Tiny took a quick step forward, the growl rising in his throat.
“No, Tiny,” Conrad said softly. “No.”
Duncan surged to his feet.
“They’ve been around the last hour or so,” said Conrad. “Prowling in the dark. But this is the first we’ve seen.”
“Why didn’t you call me sooner?”
“No need, m’lord. Tiny and me were watching. They were looking us over only.”
“Many of them? More than this one?”
“More than one, I think. Not many.”
Duncan put more wood on the fire. Tiny was pacing around the campfire circle.
Conrad spoke to the dog. “Come in. Tame down. No more of them tonight.”
“How do you know there’ll be no more tonight?” asked Duncan.
“They just looked us over. But now they’ve decided not to tackle us tonight. Maybe later on.”
“How do you know all this?”
“Don’t know. Just guess is all. A feeling in the bones.”
“They have something planned for us,” said Duncan.
“Maybe,” Conrad said.
“Conrad, do you want to turn back?”
Conrad grinned viciously. “Just when it’s getting
good?” he asked.
“I mean it,” Duncan told him. “There is danger here. I do not want to lead all of us to death.”
“And you, m’lord?”
“I’d go on, of course. Perhaps alone, I could make it. But I don’t insist that the rest of you …”
“The old lord, he said take care of you. He’d skin me alive should I come back without you.”
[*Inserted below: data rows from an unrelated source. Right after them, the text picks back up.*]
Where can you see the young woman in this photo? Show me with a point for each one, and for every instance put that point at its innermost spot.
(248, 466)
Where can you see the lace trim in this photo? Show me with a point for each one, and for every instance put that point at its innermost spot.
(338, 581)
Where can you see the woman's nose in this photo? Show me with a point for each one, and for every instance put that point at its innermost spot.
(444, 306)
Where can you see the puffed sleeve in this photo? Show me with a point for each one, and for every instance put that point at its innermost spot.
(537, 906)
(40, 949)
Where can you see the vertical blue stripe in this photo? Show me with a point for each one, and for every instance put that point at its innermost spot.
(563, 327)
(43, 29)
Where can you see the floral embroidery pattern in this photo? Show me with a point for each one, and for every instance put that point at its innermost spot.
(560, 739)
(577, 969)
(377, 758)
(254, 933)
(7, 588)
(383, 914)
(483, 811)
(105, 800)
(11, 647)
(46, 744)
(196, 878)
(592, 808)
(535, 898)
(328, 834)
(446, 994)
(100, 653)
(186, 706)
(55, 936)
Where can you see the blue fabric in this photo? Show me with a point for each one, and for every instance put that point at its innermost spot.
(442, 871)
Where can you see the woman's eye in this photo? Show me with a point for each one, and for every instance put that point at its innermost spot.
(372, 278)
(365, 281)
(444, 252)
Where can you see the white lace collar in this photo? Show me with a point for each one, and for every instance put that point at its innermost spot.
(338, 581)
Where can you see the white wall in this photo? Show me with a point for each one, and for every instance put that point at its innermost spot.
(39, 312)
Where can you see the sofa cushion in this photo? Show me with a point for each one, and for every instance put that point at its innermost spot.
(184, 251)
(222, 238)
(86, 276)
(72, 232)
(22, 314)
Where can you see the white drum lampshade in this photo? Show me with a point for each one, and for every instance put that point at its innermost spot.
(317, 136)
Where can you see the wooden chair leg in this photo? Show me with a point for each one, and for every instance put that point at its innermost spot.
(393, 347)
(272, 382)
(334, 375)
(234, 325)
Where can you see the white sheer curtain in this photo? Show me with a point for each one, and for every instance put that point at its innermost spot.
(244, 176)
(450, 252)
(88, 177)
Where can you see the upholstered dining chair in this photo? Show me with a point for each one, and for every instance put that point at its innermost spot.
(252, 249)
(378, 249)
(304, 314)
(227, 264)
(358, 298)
“Yes, I know,” said Duncan. “It has been that way since the time that we were boys.”
“The hermit,” Conrad said. “Maybe the hermit would go back. He’s been bitching ever since we started.”
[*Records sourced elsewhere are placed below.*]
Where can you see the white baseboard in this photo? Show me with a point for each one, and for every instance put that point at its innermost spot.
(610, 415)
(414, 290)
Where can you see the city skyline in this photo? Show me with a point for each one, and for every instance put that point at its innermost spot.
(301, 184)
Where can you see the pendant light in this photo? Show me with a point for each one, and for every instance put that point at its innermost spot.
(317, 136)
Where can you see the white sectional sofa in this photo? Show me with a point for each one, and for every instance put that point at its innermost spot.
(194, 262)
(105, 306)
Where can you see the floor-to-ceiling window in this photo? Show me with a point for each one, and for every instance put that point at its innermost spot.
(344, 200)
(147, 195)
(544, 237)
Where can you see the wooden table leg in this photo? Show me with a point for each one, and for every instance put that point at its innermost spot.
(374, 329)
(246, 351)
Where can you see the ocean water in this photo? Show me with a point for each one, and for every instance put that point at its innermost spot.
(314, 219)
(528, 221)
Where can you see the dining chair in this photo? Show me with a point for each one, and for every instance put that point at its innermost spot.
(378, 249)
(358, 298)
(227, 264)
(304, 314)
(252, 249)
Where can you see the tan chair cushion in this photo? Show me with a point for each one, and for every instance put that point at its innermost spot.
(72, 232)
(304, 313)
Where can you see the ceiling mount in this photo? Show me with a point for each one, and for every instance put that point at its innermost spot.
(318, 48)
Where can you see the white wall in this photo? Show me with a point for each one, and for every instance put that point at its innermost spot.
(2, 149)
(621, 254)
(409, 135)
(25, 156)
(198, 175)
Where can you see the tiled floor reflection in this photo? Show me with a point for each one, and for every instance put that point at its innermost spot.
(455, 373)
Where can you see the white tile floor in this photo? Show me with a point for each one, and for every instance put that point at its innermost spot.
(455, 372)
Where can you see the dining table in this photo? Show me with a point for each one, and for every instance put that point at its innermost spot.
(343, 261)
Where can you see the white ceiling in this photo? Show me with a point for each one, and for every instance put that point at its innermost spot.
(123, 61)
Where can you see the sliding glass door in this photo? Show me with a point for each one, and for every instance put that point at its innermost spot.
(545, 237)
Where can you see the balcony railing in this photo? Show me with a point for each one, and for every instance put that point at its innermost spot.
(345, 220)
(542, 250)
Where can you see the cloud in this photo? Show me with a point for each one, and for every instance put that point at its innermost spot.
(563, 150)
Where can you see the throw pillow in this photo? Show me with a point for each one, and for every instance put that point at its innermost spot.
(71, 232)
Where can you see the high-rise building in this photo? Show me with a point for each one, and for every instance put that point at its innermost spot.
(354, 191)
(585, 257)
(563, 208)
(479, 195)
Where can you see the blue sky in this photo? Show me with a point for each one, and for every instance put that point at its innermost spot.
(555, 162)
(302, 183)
“The hermit,” Duncan told him, “is a self-proclaimed soldier of the Lord. He needs this to restore his self-respect. He feels he was a failure as a hermit. Scared witless, he’d still not turn back unless the others of us did.”
“Then we go on,” said Conrad. “Three comrades-in-the-arms. But what about the witch?”
“She can make her choice. She hasn’t much to lose, one way or another. She had nothing when we found her.”
So, no matter what Ghost may have told them, Duncan thought, it was not only the hairless ones who were watching and keeping track of them. Meg had been right. The others were about, had been there all night, perhaps, watching from the darkness. Even when he’d sat beside the campfire during that first watch, they had been out there without his knowing it. And what was more, without Tiny’s knowing it. Only the witch had known it. And strange as it might seem, she had not been greatly perturbed by it. Despite knowing they were there, she had curled up beside the saddle and the packs and had slept like a baby, making those little crying noises that had made her seem more babylike.
Perhaps she had sensed somehow that they were safe, that there’d be no attack. And how could she have known, he wondered, and why had those others not attacked? Huddled as they were around the campfire, one swift rush from the outer darkness would have taken care of them—there would have been no way a small party such as they could have stood them off.
And in the days ahead, how would they stand them off? Surely there would come a time when the Harriers would set out to kill them. They would stay vigilant, of course, but vigilance was not the entire answer. If enough of the Harriers were willing to meet death themselves, they could do the job.